Detection Of Hepatitis C Virus (Hcv) Antibody Among Children In Ibadan, Southwestern Nigeria

I Okonko, A Adepoju, P Okerentungba, J Nwanze, C Onoh

Keywords

antibody, children, hcv, risk factors., seropositivity

Citation

I Okonko, A Adepoju, P Okerentungba, J Nwanze, C Onoh. Detection Of Hepatitis C Virus (Hcv) Antibody Among Children In Ibadan, Southwestern Nigeria. The Internet Journal of Gastroenterology. 2012 Volume 11 Number 1.

Abstract

This study was carried out to detect hepatitis C virus (HCV) antibody and risk factors of transmission among children in Ibadan, Oyo State, Southwestern Nigeria. In order to estimate the prevalence rate of HCV and to evaluate the influence of children demographics on HCV seropositivity, a well-designed questionnaire was used to obtain data considered risk factors for contracting HCV from consenting children. This study was conducted between August 2011 and October 2011. Thereafter, 217 apparently healthy male and female children were consecutively selected. A total of 217 blood samples were collected from children attending the Oni Memorial Children Hospital, Ibadan. The male:female ratio was 1:1. Majority of the children were females [109(50.2%)] while males were [108(49.8%). Blood samples were screened by parallel diagnostic method using Dia Spot® HCV test kit and Global One Step Strip Style HCV test kit (Global Diagnostic® Canada) for HCV antibody. Overall prevalence rate of HCV antibody was 0.9%. It showed that HCV prevalence was higher among children aged less than 10 years, a total of 192 samples were tested, of which four (4) tested positive for HCV, thus, giving the prevalence of 2.0%. The other age groups showed zero seroposivity for HCV. HCV was only found to be higher among male children [3(1.8%)] than their female counterparts [1(0.9%)]. HCV prevalence was higher among children without history of vaccinations [2(4.9%)] than their counterparts with history of vaccinations [2(1.1%)]. There was significant association (p<0.05) between age, sex, history of vaccinations and HCV infection acquisition among these population. This study however confirmed the presence of HCV among children in Oyo State, Nigeria.
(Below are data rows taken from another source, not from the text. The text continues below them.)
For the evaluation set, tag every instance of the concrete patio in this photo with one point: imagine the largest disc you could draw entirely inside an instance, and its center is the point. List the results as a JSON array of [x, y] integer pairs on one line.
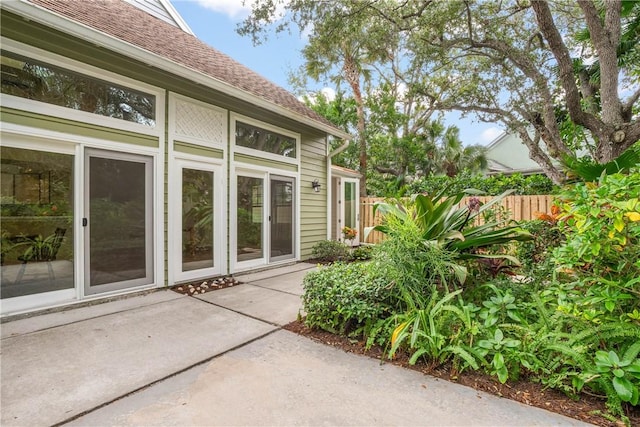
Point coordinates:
[[219, 359]]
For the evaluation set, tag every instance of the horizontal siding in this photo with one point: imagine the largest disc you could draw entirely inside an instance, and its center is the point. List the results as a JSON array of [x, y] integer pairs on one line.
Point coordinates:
[[313, 209], [56, 124], [198, 150], [32, 33]]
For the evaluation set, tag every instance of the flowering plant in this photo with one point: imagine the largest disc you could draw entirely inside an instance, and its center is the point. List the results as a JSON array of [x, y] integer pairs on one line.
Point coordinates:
[[349, 233]]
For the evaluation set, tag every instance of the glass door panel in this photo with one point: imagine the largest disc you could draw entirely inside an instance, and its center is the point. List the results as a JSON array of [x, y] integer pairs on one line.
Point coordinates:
[[118, 232], [282, 216], [36, 222], [351, 209], [250, 218], [197, 219]]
General surveillance and public health education to stop the spread of the infection among children in Ibadan and indeed the whole society is advocated.

 

Introduction

The term Hepatitis C virus (HCV) was first adopted in 1989 following the identification of an RNA viral genome in a random-prime cDNA library derived from a human plasma sample containing the putative non-A, non-B hepatitis agent (Choo et al., 1989). Epidemiological studies established that there were two routes of transmission of non-A, non-B hepatitis. Thus enteric and parenteral or post transfusion forms were recognized (Mc Lean et al., 1997). Transmission of HCV predominantly occurs parenterally as a result of blood transfusion and exposure to blood derivatives, and the disease was first recognized in recipients of blood and blood products such as factor VIII and immunoglobulins (Mc Lean et al., 1997). Transplanted organs and needles stick injuries have also been implicated in transmission. Mc Lean et al (1997) reported transmission in drug misusers and patients in dialysis and surgical units. Sexual contact has also been incriminated in the transmission of HCV (Alter et al., 1982). There is also a growing evidence of vertical transmission (mother to child transmission).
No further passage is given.